The night was clear, though windy, and the stars shone with their wonted brilliance and mystery, save where they were eclipsed entirely by the looming, invisible bulk of the great volcano Big Solomon—whereof the island of Hy-Brasil was but the merest tip, lifting skyward above the dark rollers of the Atlantic. Far upon the Eastern horizon, jagged streaks of distant lightning clove the sky like twisting, purple serpents—so remote that not even a whisper or a sigh of their titan-throated roarings reached peaceful and placid Myriopolis.
The streets were quiet, as they usually were at this time of night—though one would not be wrong to imagine the quiet and inoffensive façades of the city’s many homes as so many Masks of Lies, hiding unspeakable sins and vile enormities.
Myriopolis was not called “the Devil’s Den” for nothing.
At five minutes to ten, the noisy equipage pulled up before a small and unassuming little two-story habitation; save for its lack of ostentation, there was very little else to distinguish it from the pompous grandeur of its proud neighbors—but there, perched above the front entry, was an elegant little terra-cotta mandorla, bearing within its oval circuit the arms and the device of Lord Carson Validus.

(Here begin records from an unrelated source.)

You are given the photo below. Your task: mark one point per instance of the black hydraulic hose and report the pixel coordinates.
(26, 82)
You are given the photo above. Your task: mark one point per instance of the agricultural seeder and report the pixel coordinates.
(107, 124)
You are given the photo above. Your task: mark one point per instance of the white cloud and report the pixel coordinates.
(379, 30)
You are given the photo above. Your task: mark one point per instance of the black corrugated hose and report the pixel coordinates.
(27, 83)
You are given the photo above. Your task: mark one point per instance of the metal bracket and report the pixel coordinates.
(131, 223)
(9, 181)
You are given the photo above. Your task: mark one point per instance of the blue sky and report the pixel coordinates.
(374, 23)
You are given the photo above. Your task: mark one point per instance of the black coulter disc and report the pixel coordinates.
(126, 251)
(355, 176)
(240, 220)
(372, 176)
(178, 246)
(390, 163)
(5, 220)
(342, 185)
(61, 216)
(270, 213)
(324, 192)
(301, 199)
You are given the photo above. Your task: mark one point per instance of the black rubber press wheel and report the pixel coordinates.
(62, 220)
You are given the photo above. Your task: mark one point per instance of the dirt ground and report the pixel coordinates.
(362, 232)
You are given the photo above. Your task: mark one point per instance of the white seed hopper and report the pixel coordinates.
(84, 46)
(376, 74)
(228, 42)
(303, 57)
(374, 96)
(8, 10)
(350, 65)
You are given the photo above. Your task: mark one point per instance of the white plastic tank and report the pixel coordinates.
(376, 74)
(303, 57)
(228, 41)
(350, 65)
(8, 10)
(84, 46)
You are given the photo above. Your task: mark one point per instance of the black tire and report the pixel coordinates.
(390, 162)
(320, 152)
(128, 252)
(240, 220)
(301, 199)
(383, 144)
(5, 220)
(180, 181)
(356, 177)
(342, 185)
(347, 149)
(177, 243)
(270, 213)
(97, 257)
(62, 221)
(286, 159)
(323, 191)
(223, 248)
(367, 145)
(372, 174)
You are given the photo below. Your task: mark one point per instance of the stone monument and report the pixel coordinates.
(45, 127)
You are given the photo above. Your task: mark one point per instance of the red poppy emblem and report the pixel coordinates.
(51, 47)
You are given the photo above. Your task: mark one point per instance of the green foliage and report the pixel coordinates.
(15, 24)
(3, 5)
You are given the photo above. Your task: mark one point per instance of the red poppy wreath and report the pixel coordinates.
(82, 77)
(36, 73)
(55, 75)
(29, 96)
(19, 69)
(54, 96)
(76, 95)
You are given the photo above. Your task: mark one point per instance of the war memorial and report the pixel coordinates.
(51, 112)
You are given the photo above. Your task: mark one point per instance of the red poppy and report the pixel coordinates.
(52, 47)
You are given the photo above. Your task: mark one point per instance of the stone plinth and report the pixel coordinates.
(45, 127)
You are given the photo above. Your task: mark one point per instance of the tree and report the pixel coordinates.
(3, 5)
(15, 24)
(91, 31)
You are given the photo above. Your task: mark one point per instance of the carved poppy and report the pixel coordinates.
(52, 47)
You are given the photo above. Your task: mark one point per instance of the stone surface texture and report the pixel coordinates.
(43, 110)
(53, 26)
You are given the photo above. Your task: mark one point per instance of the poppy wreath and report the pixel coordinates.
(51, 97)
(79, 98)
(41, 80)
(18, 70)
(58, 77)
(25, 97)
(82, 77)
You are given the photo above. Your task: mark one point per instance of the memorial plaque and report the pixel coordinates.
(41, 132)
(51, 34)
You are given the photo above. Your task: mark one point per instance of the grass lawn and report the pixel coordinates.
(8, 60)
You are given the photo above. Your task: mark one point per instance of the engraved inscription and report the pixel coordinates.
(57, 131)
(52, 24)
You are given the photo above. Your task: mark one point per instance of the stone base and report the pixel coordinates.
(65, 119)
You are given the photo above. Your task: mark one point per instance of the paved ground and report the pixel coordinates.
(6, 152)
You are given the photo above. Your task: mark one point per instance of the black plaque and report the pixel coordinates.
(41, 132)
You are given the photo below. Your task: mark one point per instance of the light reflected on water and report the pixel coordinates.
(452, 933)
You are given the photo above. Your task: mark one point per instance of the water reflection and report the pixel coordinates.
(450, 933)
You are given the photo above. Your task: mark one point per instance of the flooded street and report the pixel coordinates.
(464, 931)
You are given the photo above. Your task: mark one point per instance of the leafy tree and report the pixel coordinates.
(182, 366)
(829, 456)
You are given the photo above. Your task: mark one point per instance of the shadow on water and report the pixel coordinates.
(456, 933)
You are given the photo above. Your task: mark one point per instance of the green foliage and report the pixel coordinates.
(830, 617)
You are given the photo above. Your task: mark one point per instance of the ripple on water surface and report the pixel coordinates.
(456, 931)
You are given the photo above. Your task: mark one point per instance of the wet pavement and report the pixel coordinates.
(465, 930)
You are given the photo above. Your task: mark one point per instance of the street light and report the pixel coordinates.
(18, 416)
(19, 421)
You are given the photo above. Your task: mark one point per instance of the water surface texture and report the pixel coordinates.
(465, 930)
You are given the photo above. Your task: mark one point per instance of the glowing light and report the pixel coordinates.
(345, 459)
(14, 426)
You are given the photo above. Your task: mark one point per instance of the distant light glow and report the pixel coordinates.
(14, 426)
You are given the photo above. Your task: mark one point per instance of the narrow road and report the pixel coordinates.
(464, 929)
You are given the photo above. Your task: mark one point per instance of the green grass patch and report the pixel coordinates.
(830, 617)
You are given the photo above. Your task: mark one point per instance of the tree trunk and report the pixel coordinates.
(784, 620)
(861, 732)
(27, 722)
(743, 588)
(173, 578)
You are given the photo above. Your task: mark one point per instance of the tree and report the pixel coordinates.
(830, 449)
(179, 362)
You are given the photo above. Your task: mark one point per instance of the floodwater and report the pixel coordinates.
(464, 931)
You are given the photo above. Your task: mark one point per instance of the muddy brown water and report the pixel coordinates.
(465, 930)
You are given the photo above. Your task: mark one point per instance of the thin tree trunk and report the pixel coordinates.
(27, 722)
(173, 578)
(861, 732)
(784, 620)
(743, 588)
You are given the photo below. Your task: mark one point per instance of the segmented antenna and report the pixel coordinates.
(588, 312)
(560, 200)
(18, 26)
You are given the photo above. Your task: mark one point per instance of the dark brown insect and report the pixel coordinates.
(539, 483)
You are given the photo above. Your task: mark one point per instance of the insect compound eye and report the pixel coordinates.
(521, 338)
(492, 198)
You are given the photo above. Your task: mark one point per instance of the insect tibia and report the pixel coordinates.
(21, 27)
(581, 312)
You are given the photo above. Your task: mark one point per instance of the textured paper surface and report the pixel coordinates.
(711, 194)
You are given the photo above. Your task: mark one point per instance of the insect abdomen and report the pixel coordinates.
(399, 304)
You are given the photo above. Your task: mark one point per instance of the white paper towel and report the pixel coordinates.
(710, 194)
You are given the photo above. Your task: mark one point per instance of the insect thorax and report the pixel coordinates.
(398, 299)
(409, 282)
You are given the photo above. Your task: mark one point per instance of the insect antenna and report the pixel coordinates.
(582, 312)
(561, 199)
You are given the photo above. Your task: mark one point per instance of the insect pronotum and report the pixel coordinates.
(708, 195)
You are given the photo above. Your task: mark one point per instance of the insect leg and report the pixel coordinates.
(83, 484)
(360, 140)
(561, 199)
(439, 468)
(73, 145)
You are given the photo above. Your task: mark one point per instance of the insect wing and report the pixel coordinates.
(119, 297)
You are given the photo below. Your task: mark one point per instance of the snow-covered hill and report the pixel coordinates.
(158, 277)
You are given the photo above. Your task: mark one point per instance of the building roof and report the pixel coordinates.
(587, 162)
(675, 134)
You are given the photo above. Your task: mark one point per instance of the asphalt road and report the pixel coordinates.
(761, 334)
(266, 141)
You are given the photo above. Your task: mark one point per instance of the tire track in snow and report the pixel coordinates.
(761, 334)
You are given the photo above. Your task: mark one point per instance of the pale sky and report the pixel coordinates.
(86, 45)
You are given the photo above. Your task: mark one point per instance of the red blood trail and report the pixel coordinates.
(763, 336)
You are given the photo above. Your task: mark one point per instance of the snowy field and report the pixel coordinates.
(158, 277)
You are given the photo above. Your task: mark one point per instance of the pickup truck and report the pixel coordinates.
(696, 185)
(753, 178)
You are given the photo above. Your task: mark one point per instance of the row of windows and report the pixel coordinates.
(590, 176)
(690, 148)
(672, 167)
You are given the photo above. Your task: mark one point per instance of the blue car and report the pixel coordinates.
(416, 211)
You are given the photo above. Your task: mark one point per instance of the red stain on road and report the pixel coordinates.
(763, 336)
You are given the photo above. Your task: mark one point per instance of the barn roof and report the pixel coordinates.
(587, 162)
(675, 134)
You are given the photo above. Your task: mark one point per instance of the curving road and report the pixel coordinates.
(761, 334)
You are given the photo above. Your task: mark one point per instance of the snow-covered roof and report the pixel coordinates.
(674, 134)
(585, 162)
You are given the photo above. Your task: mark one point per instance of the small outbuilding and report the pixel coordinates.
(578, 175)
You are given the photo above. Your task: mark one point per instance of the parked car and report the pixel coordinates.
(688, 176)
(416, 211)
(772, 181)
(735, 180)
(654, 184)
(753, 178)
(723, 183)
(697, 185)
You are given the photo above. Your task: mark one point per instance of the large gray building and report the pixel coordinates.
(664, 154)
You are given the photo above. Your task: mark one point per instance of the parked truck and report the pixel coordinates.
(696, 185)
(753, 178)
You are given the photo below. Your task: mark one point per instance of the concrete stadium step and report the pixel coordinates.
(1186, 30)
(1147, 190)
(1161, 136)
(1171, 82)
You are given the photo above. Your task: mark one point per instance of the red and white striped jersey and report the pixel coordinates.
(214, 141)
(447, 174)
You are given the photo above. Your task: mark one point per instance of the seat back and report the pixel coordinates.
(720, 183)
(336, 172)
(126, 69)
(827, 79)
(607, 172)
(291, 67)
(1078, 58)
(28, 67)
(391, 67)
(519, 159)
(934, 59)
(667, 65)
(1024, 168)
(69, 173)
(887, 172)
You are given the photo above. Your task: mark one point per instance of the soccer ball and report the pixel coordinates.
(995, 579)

Lord Markward—for that is whom the chaise produced, alighting now to the street along with his wife, the elegant and beautiful Lady Cynthia Markward, Duchess of Hesperidis—smiled a little, as he always did, upon beholding the Count’s device: a dancing skeleton brandishing a cutlass and an hourglass, with the admonishing hand of God above and the derelicts of Judgment Day arising from the waters below.
The distant-most forbear of the Count was, of course, the infamous Welsh pirate Chanticleer Validus, who rose from indentured servitude in the colony of Georgia to wreak his vengeance upon fully one hundred and three of His Majesty’s ships, including fifteen ships-o’-the-line. The Count was in no way unusual in possessing such a dubious pedigree—Lord Markward’s own forbear, contemporaneous with Chanticleer, had raped and murdered a traveling English baroness whose son was not far removed from the Throne.
After all, was not the Sublime Republic of Hy-Brasil and its sham aristocracy founded by a lot of cutthroats and rogues?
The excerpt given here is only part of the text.